“The Shape of Water” dives deep into a fantasy thriller world, telling the fairytale of a woman who is mute and her search for companionship in a harsh society.
A man spoke as the opening scene began with a long hallway, worn and dilapidated, filled completely with water. The hall forked at the end to two doors. The frame chose to stay to the left and the first character is shown floating above a sofa. The speaker continued, in a fairytale-like manner, pondering how he would go on to explain the story of an ordinary turned extraordinary girl, as the furniture made its way back to its original non-floating place in the room.
Guillermo Del Toro — the director, producer and co-writer — takes the viewer back to Baltimore in 1962, while also making them fall in love with an unlikely handsome creature.
In a secret, high-security laboratory, Eliza Esposito, portrayed by Sally Hawkins, finds friendship with a god-like sea creature brought in from South America. The facility’s new director, Richard Strickland, portrayed by Michael Shannon, is holding the mutant in the lab for studies, believing it may be able to be used as a weapon against enemies of the United States.
Del Toro aimed to produce a sea creature different from others in the past while still creating a recognizable, attractive figure. The sea creature was painted with UV paint, which gave the Amphibian Man, brought to life by Doug Jones, an underwater fish glow.
Amphibian Man is first introduced with a jumping slam of a hand against the inside of a glass case. This gives off a violent and uncontrolled animal feeling, but with Eliza’s warm, yet daring personality, the Man comes to be understood as a creature that only wants freedom and love.
The fate of the Amphibian Man is soon revealed and Eliza enlists her friends to help her with an impossible task. Giles, portrayed by Richard Jenkins, is a struggling advertising artist losing momentum in the industry and only has Eliza, who acts more as a friend than a neighbor. Zelda, portrayed by Octavia Spencer, a black woman with a lazy, strict husband, works at the laboratory cleaning with Eliza. Together, they risk their jobs, jail time and their lives to do what Eliza believes is right.
The filmmakers used colors, shadows and an eerie glow to fully capture the mood of the movie. Some scenes amplified the mood, utilizing the darkness from a stormy night.
The bond shared by the Amphibian Man and Eliza is the driving force of the movie.
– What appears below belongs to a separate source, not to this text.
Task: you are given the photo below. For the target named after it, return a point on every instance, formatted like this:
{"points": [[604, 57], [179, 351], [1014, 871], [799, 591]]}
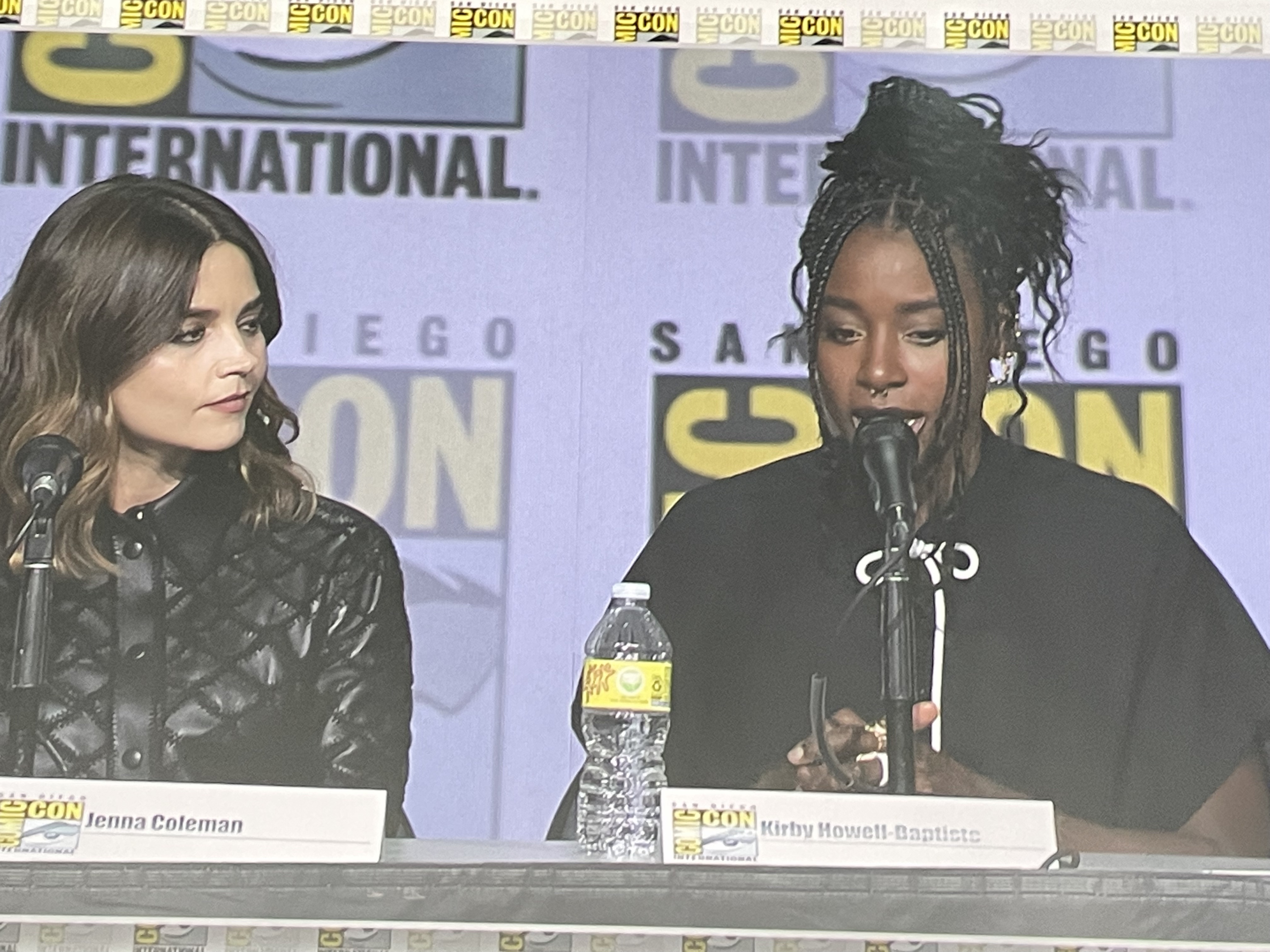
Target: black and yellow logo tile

As a woman who is mute, her connection with the non-verbal creature surpasses friendship and makes its way to understanding and need for a being similar to herself. They long for each other from behind a glass cage and share hard-boiled eggs by the pool the Man is kept in.
The relationship between these two characters along with such a magical and romantic, yet chilling, tone is unlike one depicted before on screen.
Overall, the movie noted many diverse current and cultural topics, playing each one through characters troubled with their own dilemmas.
“The Shape of Water” received 60 nominations in the 2018 season and won 21 awards. The film grapples with acceptance, love, sexual harassment in the workplace, sexism and chauvinism in the ’60s and choosing morals over orders. The five-star movie is definitely worth the watch.